Il Movimento prende tempo su Raggi, il dossier Roma alla nuova leadership
La decisone finale sulla ricandidatura sarà presa dal futuro vertice Stallo nei Dem. Il Pd non sosterrà la Raggi Nozze difficili con Calenda
All’indomani dell’assoluzione di Virginia Raggi nel M5S la questione Roma viene spostata avanti nel tempo, come un sasso che scotta. «Prima di fine febbraio, inizio marzo il percorso per le comunarie non partirà», è la tempistica che filtra dai vertici. Un’informazione che va letta in filigrana, guardando non tanto all’esito del futuro voto online da parte dei pentastellati, considerato scontato, quanto al calendario: significa infatti che la ricandidatura della sindaca non sarà affare del reggente Vito Crimi, ma diventerà uno dei dossier caldissimi che la prossima leadership collegiale del Movimento si troverà a dover affrontare una volta insediata, entro gennaio. Senza dimenticare l’incognita della pandemia: oggi in pochi scommettono sul fatto che si riuscirà ad andare al voto nelle città in primavera e parlare di rinvio in autunno, come avvenuto già quest’anno per le regionali e il referendum sul taglio dei parlamentari, non è più tabù.
La partita si inserirà dunque in un puzzle molto complesso, che riguarda il destino stesso del Governo e dell’alleanza con il Pd di Nicola Zingaretti. «La nuova guida Cinque Stelle avallerà la corsa bis di Raggi?», è il quesito tutto politico da sciogliere. Che la prima cittadina non abbia intenzione di desistere e che sia convinta di arrivare al ballottaggio con il candidato che sceglierà il centrodestra è assodato. Nasce anche da qui la sua reazione, sabato scorso, alla sentenza della Corte d’appello che la ha assolta dall’accusa di falso in relazione alla nomina di Renato Marra, fratello dell’ex fedelissimo Raffaele, a capo del Dipartimento turismo del Campidoglio. Lo sfogo nei confronti del suo partito, che Raggi ha accusato di averle inflitto «quattro lunghi anni di solitudine politica», nasconde un sottotesto chiaro: il verdetto è stato la sua rivincita nei confronti dei nemici interni sospettati di augurarsi che venisse condannata per tagliare le gambe alla sua ricandidatura. Sospetti che tutti, da Crimi a Luigi Di Maio, si sono affrettati a fugare esprimendo pieno sostegno alla sindaca e soddisfazione per la decisione dei giudici.
Ma è altrettanto chiaro che a questo punto la trattativa con i dem sulle città al voto nella primavera 2021 parte zoppa. Perché da Largo del Nazareno escludono cedimenti: il Pd non sosterrà Raggi, come ha subito voluto precisare Zingaretti («Dalla sindaca mi dividono molte cose: visioni politiche e temi amministrativi. Ma è addirittura ovvio dire che il confronto o la battaglia politica nulla deve avere a che fare con le vicende giudiziarie»).
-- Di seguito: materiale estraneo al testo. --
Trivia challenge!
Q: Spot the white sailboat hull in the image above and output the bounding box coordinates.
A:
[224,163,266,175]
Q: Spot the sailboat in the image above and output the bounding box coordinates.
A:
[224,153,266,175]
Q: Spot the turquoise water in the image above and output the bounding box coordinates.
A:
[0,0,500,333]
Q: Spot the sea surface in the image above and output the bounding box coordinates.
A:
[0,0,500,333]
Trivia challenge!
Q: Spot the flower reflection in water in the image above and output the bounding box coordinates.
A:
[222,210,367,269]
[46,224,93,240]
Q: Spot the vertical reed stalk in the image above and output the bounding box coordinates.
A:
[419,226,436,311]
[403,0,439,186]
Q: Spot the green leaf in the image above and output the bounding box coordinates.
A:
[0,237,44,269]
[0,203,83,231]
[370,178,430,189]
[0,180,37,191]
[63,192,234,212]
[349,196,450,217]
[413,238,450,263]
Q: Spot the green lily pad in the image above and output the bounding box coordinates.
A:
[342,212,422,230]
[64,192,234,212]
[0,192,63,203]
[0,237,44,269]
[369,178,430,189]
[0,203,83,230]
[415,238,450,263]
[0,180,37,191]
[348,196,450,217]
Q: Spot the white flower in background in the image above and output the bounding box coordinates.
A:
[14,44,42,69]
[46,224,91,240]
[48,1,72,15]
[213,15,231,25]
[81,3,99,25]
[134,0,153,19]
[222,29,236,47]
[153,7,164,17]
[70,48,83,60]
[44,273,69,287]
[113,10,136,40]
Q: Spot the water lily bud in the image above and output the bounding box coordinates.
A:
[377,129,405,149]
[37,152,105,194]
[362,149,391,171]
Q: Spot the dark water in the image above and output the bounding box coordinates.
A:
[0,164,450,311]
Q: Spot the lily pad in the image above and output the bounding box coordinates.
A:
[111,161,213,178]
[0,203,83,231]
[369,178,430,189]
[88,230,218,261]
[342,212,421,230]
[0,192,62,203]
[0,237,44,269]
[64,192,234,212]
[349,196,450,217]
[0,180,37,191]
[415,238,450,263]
Le nozze con l’ex ministro Carlo Calenda appaiono però altrettanto complicate. I dem non hanno certo gradito l’ironia del leader di Azione sulle parole di Zingaretti per il rilancio del Paese né apprezzano la sua ostilità alle primarie. Il tavolo di coalizione “largo” e un programma condiviso restano per loro la via maestra. Ma lo stallo è evidente, così come l’assenza di un nome di peso da contrapporre a Calenda, che ha già fatto sapere di non poter aspettare il Pd ancora a lungo.
All’impasse si aggiungono le bordate dei renziani. Davanti alle indiscrezioni sui piani di Dario Franceschini e dello stesso Zingaretti per correre insieme al M5S in caso di elezioni politiche (indiscrezioni lette nei palazzi più come avvertimento a Matteo Renzi che non come un’ipotesi concretamente percorribile) il deputato di Italia Viva Luciano Nobili ha ironizzato usando proprio la carta Roma: «Buffa l’idea di alleanza elettorale fra Pd e Cinque Stelle rilanciata oggi da Franceschini, con Conte candidato premier. Ho solo una domanda: sul sindaco di Roma, quindi, che fanno? Candidano la Raggi? Auguri, noi no».
Tutto in attesa di capire le mosse del centrodestra. Silvio Berlusconi ieri ha rilanciato la proposta di candidare l’ex capo della Protezione civile Guido Bertolaso e il senatore di Forza Italia Francesco Giro si è detto certo che sia «in grado di chiudere la partita fin dal primo turno». Ma Lega e Fdi restano scettici. E Raggi, alla fine, potrebbe far leva proprio sulle divisioni degli altri per puntellare la sua corsa.